5.6.7. Supported CSV Formats

Tungsten Replicator supports a number of CSV formats that can and should be used with specific heterogeneous environments when using the batch loading process, or generating CSV files in general for testing or loading.

A number of standard types are included, and the use of these standard types when generating CSV is controlled by the replicator.datasource.global.csvType property. Depending on the configured target, the corresponding type will be configured automatically. For example, if you configure a Vertica deployment, the replicator will be configured to default to the Vertica style CSV format.

Warning

Using the wrong CSV format with a given target may break replication.
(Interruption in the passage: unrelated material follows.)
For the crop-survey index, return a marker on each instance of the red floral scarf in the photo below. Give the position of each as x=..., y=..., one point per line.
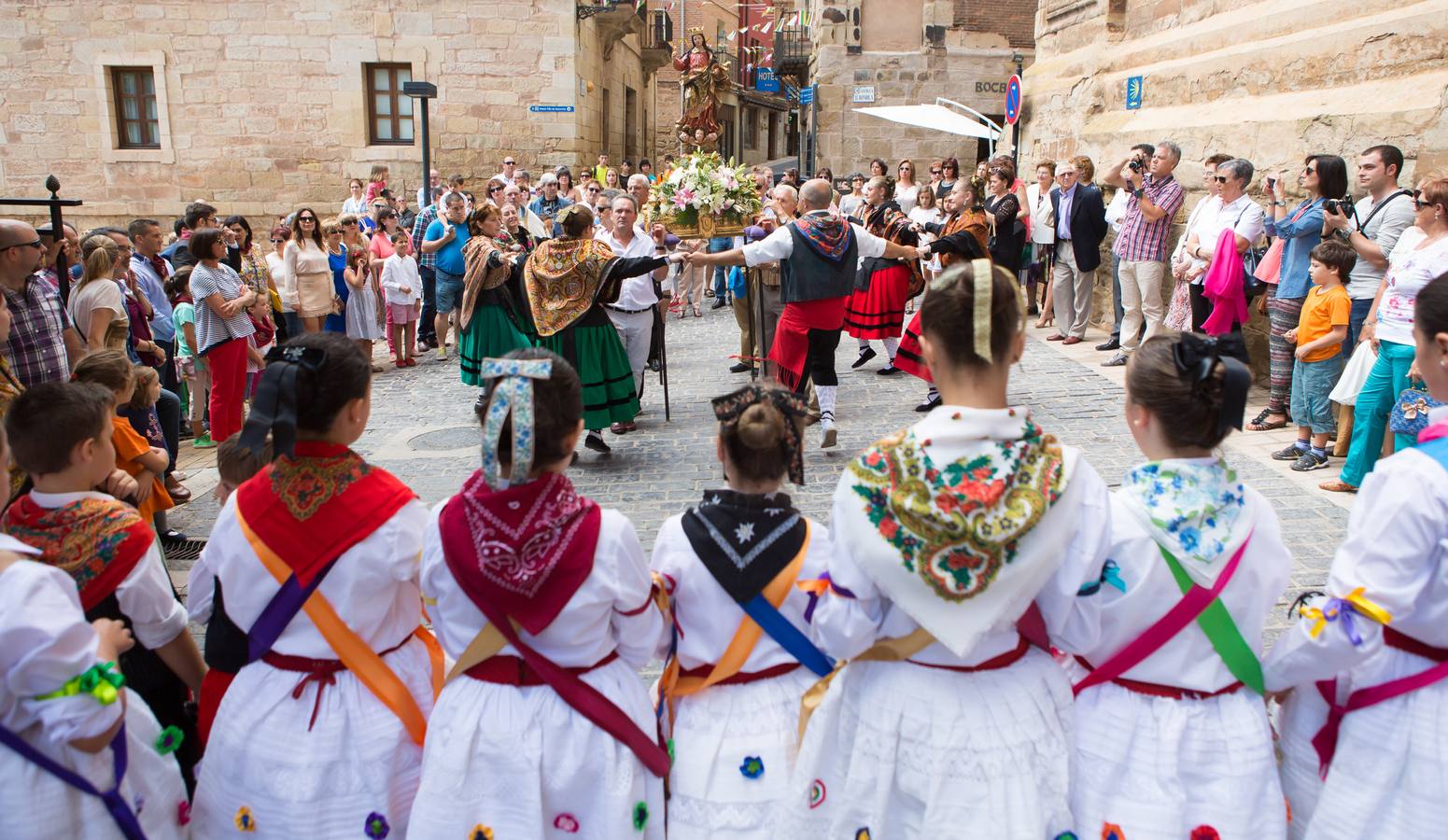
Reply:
x=523, y=551
x=94, y=540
You should always use the appropriate CSV format for the defined target.

Table 5.1. Continuent Tungsten Directory Structure

Format Field Separator Record Separator Escape Sequence Escaped Characters Null Policy Null Value Show Headers Use Quotes Quote String Suppressed Characters
hive \u0001 \n \\ \u0001\\ Use Null Value \\N false false \n\r
mysql , \n \\ \\ Use Null Value \\N false true \"  
oracle , \n \\ \\ Use Null Value \\N false true \"  
vertica , \n \\ \\ Skip Value false true \" \n
redshift , \n \" Skip Value false true \" \n

In addition to the standardised types, the replicator.datasource.global.csvType property can be set to custom, in which case the following configurable values are used instead:

  • replicator.datasource.global.csv.fieldSeparator — the character used to separate fields, such as , (comma).

  • replicator.datasource.global.csv.RecordSeparator — the character used to separate records, such as the newline character.

  • replicator.datasource.global.csv.nullValue — the value to use for NULL (empty) values.

  • replicator.datasource.global.csv.useQuotes — whether to use quotes to encapsulate field values (specified using true or false).

  • replicator.datasource.global.csv.useHeaders — whether to include the column headers in the generated CSV (specified using true or false).